P(exactly 2 girls and 2 boys) = (number of 4-baby outcomes with exactly 2 girls and 2 boys)/(TOTAL number of 4-baby outcomes)
As always, we'll begin with the denominator.
TOTAL number of 4-baby arrangements
There are 2 ways to have the first baby (boy or girl)
There are 2 ways to have the second baby (boy or girl)
There are 2 ways to have the third baby (boy or girl)
There are 2 ways to have the fourth baby (boy or girl)
By the Fundamental Counting Principle (FCP), the total number of 4-baby arrangements = (2)(2)(2)(2) = 16
Number of 4-baby outcomes with exactly 2 girls and 2 boys
This portion of the question boils down to "In how many different ways can we arrange 2 G's and 2 B's (where each G represents a girl, and each B represents a boy)?"
----------ASIDE-------------------------
When we want to arrange a group of items in which some of the items are identical, we can use something called the MISSISSIPPI rule.
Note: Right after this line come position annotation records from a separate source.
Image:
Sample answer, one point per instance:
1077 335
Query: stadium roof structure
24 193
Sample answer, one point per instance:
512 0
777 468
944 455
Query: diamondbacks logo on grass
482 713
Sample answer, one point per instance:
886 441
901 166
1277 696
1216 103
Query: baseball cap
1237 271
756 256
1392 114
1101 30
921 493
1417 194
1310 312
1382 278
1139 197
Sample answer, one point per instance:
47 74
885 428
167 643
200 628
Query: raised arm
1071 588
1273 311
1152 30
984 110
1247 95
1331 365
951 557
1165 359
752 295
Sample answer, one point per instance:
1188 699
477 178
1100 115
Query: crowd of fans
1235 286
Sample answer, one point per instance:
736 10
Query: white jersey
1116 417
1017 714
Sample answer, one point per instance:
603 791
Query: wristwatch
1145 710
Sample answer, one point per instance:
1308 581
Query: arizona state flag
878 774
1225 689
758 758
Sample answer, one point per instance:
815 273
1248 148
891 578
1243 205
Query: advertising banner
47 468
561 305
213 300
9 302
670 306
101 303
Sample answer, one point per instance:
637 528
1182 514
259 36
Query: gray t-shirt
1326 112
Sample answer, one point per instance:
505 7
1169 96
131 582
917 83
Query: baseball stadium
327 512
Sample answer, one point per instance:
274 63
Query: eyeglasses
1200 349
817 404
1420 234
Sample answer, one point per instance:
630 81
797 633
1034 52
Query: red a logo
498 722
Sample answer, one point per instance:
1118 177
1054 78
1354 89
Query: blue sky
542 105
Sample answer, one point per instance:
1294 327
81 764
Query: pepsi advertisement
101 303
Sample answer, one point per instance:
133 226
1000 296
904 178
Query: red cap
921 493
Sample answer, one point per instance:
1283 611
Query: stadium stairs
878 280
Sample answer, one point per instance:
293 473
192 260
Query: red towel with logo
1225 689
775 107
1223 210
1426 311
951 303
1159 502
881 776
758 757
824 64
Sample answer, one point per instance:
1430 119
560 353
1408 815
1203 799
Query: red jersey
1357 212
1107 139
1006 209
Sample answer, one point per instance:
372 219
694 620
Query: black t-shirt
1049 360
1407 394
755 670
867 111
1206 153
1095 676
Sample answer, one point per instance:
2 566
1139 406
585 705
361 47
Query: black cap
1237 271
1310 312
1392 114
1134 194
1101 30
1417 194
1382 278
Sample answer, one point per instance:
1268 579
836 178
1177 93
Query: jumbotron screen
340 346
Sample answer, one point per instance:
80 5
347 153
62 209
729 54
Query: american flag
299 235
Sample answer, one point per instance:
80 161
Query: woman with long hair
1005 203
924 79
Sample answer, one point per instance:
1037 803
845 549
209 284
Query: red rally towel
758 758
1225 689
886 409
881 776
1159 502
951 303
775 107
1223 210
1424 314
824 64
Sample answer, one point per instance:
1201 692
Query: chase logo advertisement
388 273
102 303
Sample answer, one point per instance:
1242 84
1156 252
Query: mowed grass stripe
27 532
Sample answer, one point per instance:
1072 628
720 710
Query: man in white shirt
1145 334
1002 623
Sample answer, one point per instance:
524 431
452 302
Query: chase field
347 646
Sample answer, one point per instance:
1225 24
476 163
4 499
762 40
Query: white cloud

It goes like this:
If there are n objects where A of them are alike, another B of them are alike, another C of them are alike, and so on, then the total number of possible arrangements = n!/[(A!)(B!)(C!)....]
So, for example, we can calculate the number of arrangements of the letters in MISSISSIPPI as follows:
There are 11 letters in total
There are 4 identical I's
There are 4 identical S's
There are 2 identical P's
So, the total number of possible arrangements = 11!/[(4!)(4!)(2!)]
------------BACK TO THE QUESTION---------------------------
Our goal is to arrange the letters G, G, B, and B
There are 4 letters in total
There are 2 identical G's
There are 2 identical B's
So, the total number of possible arrangements = 4!/[(2!)(2!)] = 6
So.....
P(exactly 2 girls and 2 boys) = 6/16 = 3/8
Answer: A